Hoppus: I’d love to, and we’re planning on doing this, go over to Europe and do a lot of European tours, playing festivals over there. We’re not gonna be at Reading and Leeds this year, but ideally we’d play Reading and Leeds or Glastonbury and continue…everything that we’re doing is exactly what I dream to do. Like we’re in the studio these past couple of weeks working on new music for the deluxe edition, planning for tours, playing shows, bringing the music we’ve done for the past year everywhere we possibly can.
Can you give us a preview of the studio music you’ve done the last couple of weeks?
Hoppus: It’s almost, it’s more than a whole other record, it’s a double album at this point and it’s more of an extension of what we did in the studio earlier. Some of the songs were songs that we did not put on the first album, but are great songs. And some are brand new that we just wrote last week, a lot of high-energy songs, punk rock, some more ballad-y songs, a little more electronic experimentation, it’s a good mix. It’s not a collection of throwaway songs, it’s like a whole other album.
Barker: We’re working on the deluxe album and I got in a conversation with [producer John] Feldmann this morning. I was like, “Dude, we got a problem, the deluxe album might even be better than California.” It’s a good problem to have, but, oh shit, it’s incredible. It’s kind of like a mind f— because it should almost be a new album. But it just goes to show how natural and organic things are happening and how fun this process has been because it’s not hard to go write great songs and make fun music that we love creating and listening to. And the results are great. The deluxe album will be neck-and-neck with California. It’s in no way fillers.
Are there songs you are particularly excited to play?
Barker: Yeah, there are like four songs that didn’t make the album that we’re putting on there. But then there are brand-new songs like “Wildfire” and “Parking Lot” and “Misery” that are all so f—ing strong, man. It’s amazing. We started writing maybe a week and a half ago and I think we have 14 songs. It’s a good problem to have. I’m really excited about this deluxe edition. It’s gonna be incredible.
Hoppus: There’s a song called “Misery” that we just wrote and a song called “Wildfire” that are both pretty high-energy, anthemic, huge choruses, I think will go over really well.
You just headlined KROQ Almost Acoustic Christmas. Looking back on the year in alternative radio, what is the state of rock these days?
Barker: For me, two of the headliners, us and Green Day, both rooted in punk rock, it’s outstanding, it’s f—ing awesome. It was a little weird for me when rock music was folky for the last couple of years. It wasn’t rock and roll to me, so seeing Acoustic Christmas this year, it just seemed like it had more balls and was a little bit more dangerous and more fun and more exciting.

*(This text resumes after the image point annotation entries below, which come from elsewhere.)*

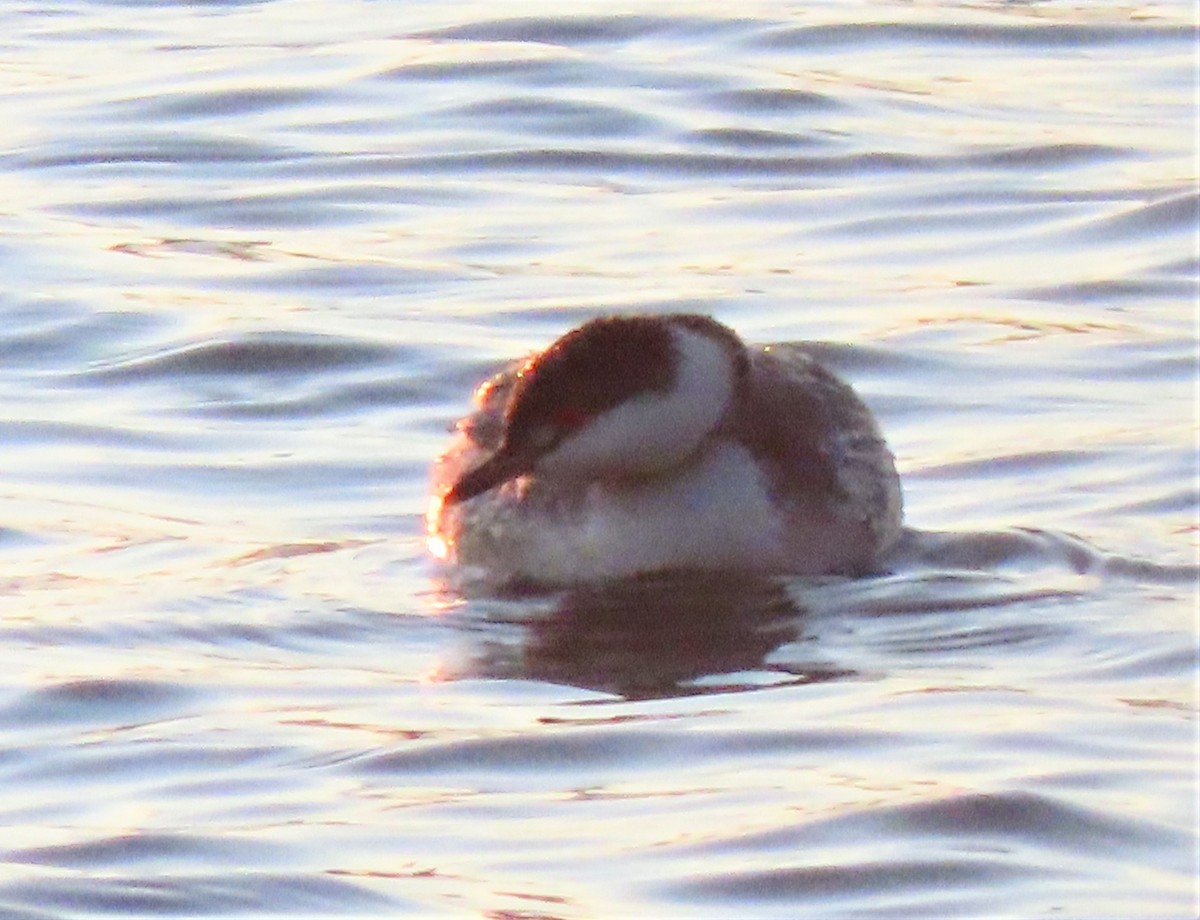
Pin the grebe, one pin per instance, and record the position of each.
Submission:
(640, 444)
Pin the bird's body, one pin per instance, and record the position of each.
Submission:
(647, 444)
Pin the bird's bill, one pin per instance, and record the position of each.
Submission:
(496, 470)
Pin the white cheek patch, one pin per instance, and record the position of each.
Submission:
(655, 431)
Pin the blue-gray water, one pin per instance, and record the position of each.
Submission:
(255, 258)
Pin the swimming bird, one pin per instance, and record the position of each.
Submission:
(639, 444)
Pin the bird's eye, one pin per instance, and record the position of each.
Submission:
(569, 418)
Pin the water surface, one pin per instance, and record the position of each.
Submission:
(258, 254)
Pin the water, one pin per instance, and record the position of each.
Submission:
(257, 256)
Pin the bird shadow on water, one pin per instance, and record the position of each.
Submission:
(652, 637)
(678, 635)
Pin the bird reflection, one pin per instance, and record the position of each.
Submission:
(659, 636)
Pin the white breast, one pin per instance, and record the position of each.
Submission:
(715, 515)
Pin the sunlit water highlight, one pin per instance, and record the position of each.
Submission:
(257, 257)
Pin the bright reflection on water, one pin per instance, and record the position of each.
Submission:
(258, 256)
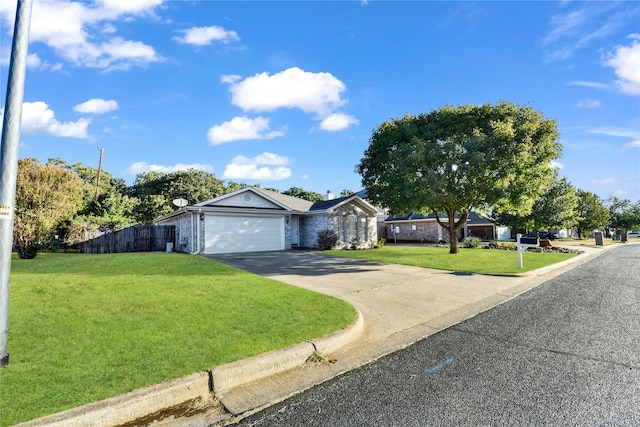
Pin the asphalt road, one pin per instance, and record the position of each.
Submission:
(564, 353)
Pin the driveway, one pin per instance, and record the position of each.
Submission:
(399, 305)
(392, 298)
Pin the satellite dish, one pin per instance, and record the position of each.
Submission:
(180, 202)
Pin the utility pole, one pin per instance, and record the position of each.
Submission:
(9, 160)
(99, 172)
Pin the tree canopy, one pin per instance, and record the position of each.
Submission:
(624, 214)
(454, 159)
(45, 195)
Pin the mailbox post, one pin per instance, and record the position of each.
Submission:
(522, 244)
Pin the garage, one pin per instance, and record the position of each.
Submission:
(238, 233)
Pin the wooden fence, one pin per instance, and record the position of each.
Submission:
(139, 238)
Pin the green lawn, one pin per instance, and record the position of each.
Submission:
(487, 261)
(86, 327)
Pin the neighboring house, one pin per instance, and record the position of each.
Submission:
(416, 228)
(253, 219)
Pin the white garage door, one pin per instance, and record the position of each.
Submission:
(227, 234)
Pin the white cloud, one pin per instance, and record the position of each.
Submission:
(39, 119)
(241, 128)
(318, 93)
(96, 106)
(626, 63)
(581, 23)
(605, 181)
(593, 85)
(557, 165)
(141, 167)
(69, 29)
(616, 131)
(633, 144)
(337, 121)
(202, 36)
(252, 168)
(588, 103)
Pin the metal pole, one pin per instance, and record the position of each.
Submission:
(99, 172)
(9, 160)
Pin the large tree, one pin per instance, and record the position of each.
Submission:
(624, 215)
(454, 159)
(304, 194)
(45, 196)
(592, 213)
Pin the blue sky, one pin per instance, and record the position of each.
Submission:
(286, 94)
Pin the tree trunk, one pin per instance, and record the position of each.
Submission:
(453, 234)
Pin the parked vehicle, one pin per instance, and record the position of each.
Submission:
(542, 235)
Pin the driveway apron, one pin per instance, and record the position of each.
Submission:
(392, 298)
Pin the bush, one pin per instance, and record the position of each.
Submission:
(471, 242)
(327, 239)
(380, 243)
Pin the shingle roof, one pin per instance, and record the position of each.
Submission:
(294, 203)
(328, 204)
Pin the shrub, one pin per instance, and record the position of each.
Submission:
(380, 243)
(471, 242)
(327, 239)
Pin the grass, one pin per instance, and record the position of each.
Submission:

Do you it’s a response to the current political climate?
Barker: Yeah, it’s gonna spark a lot of great music. It’s gonna be how the ‘80s were, there’s tons of great music coming out ’cause of the nature of our country. And, at the same time, we’re not much of a political band. There were bands like Public Enemy in hip-hop, they were really standing for something, they had a political message that most hip-hop bands didn’t have. So I think it’s definitely gonna spark something through a lot of different genres of music, particularly punk rock, rock and roll and hip-hop. Hopefully that will bring the edge and aggression of rock you felt was missing.

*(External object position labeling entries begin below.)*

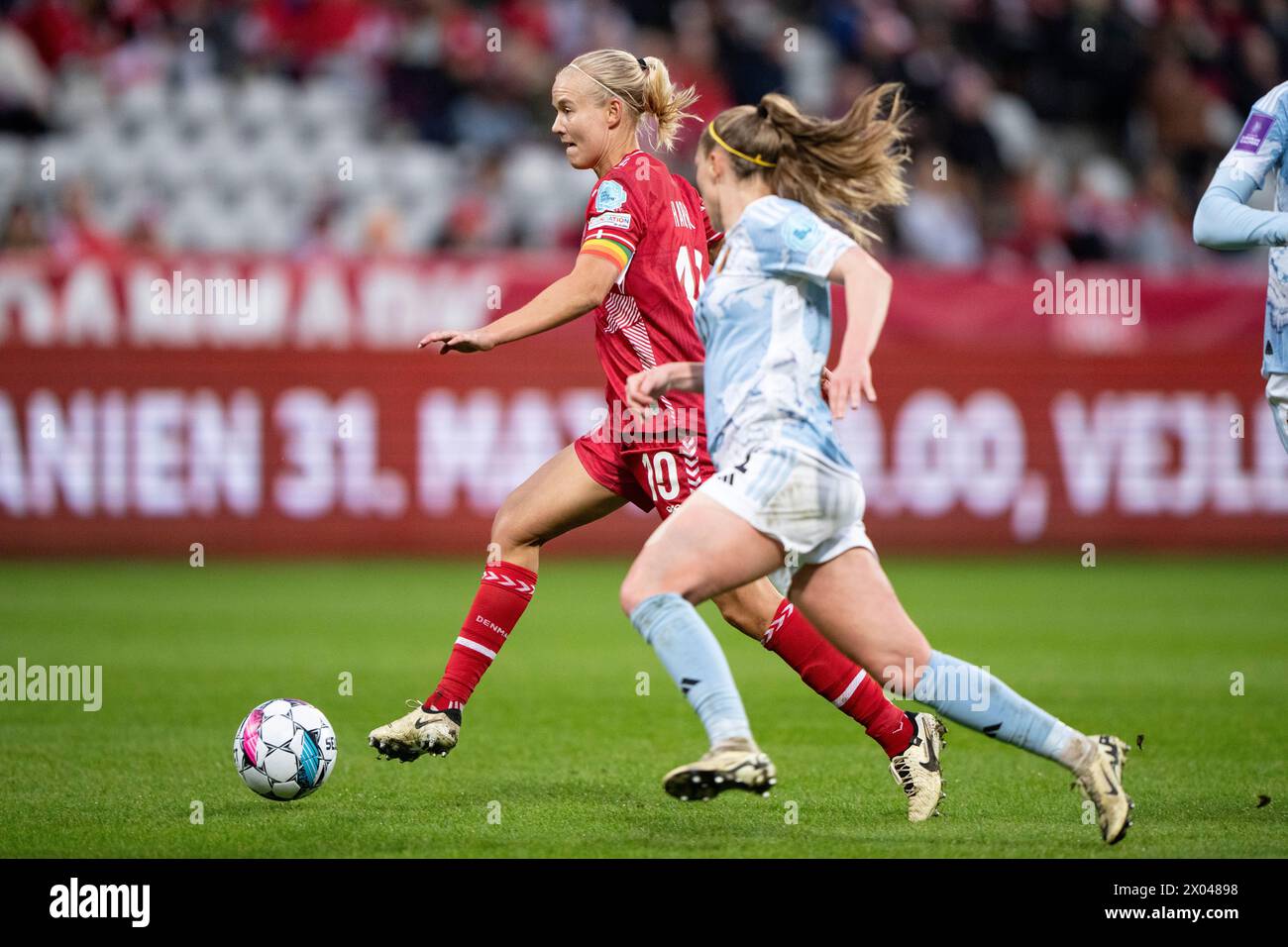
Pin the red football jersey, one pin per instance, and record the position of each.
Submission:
(655, 227)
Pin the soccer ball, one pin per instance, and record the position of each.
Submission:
(284, 749)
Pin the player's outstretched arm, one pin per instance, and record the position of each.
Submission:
(1224, 222)
(563, 300)
(867, 298)
(645, 386)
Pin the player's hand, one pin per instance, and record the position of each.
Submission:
(643, 389)
(456, 341)
(846, 385)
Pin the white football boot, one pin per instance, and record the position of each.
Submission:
(417, 732)
(917, 771)
(1100, 777)
(729, 764)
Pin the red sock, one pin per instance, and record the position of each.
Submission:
(832, 674)
(503, 591)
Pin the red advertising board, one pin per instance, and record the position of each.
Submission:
(279, 406)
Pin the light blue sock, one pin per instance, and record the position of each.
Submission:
(975, 698)
(692, 656)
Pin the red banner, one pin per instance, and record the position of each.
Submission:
(279, 406)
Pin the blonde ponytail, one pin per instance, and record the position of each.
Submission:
(644, 86)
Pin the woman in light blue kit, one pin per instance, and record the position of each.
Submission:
(1224, 222)
(790, 191)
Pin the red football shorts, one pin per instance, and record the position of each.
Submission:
(653, 475)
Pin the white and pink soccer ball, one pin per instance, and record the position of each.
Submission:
(284, 749)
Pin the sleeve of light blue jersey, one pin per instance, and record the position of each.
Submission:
(1223, 219)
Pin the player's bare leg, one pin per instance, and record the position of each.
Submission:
(699, 552)
(851, 602)
(912, 742)
(558, 497)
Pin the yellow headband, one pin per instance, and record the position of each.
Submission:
(724, 145)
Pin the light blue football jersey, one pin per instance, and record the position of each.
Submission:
(1260, 149)
(765, 318)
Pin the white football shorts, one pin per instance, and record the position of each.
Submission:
(807, 504)
(1276, 393)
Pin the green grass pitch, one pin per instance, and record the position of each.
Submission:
(562, 749)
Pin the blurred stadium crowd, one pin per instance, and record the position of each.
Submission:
(223, 125)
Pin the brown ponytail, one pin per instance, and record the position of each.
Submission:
(844, 170)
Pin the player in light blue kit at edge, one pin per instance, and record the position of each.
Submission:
(790, 189)
(1224, 222)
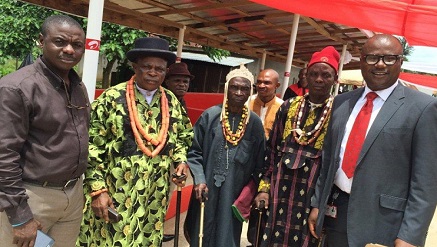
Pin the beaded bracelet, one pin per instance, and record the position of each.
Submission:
(264, 186)
(98, 192)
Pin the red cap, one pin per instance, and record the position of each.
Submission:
(328, 55)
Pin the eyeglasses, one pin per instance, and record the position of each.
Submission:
(71, 105)
(372, 59)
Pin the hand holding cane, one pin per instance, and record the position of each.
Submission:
(202, 213)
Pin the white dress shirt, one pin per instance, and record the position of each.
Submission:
(341, 180)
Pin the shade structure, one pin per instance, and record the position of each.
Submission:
(416, 20)
(420, 80)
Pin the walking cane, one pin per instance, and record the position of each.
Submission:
(202, 213)
(258, 225)
(178, 216)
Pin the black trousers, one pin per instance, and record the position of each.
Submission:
(336, 228)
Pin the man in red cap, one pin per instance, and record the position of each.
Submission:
(293, 155)
(299, 88)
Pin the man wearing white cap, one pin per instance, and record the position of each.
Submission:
(227, 152)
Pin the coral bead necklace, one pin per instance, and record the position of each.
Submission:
(231, 137)
(138, 129)
(298, 133)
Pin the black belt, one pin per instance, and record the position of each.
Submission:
(59, 186)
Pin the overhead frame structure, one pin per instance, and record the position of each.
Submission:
(239, 26)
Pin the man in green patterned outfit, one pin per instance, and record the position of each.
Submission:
(138, 131)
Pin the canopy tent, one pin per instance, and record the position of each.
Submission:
(414, 19)
(426, 81)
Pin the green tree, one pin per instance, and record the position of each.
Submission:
(19, 28)
(116, 41)
(407, 49)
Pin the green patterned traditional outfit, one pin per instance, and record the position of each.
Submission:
(137, 184)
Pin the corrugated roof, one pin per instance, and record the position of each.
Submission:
(239, 26)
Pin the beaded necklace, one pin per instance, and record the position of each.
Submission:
(138, 129)
(231, 137)
(299, 133)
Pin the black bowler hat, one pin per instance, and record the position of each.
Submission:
(151, 47)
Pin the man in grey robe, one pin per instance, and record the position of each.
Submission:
(227, 151)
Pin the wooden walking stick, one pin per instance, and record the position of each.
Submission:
(178, 206)
(202, 213)
(178, 217)
(258, 225)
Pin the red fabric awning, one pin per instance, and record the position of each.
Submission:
(420, 80)
(416, 20)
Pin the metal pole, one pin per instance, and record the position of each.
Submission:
(202, 215)
(290, 54)
(180, 44)
(258, 228)
(92, 46)
(178, 217)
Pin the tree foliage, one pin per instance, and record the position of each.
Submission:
(20, 26)
(407, 49)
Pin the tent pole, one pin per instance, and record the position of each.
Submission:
(290, 54)
(92, 46)
(180, 44)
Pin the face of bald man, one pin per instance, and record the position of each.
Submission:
(380, 76)
(266, 84)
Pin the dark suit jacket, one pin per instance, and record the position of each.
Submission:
(394, 192)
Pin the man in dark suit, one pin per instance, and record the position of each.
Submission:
(386, 193)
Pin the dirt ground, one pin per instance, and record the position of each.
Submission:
(169, 228)
(431, 240)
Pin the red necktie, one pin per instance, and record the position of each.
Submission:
(357, 136)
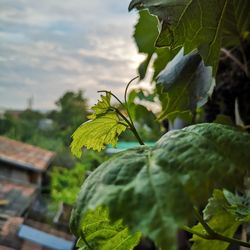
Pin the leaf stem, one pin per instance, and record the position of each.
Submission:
(85, 241)
(211, 234)
(128, 121)
(131, 125)
(126, 90)
(236, 60)
(127, 108)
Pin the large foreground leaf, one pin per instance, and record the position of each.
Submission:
(154, 189)
(224, 214)
(199, 24)
(101, 234)
(187, 82)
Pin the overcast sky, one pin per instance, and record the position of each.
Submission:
(48, 47)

Barker: Absolutely, it’s nice right now. I can turn on KROQ, obviously I love when Blink-182 has an album out, but Green Day has a new album out and Rancid is recording an album right now and I just love hearing our genre of music and bands still moving the airwaves with their music, it makes me happy. I love that, I’d much rather listen to that than some of the other stuff that’s existed for the last couple of years.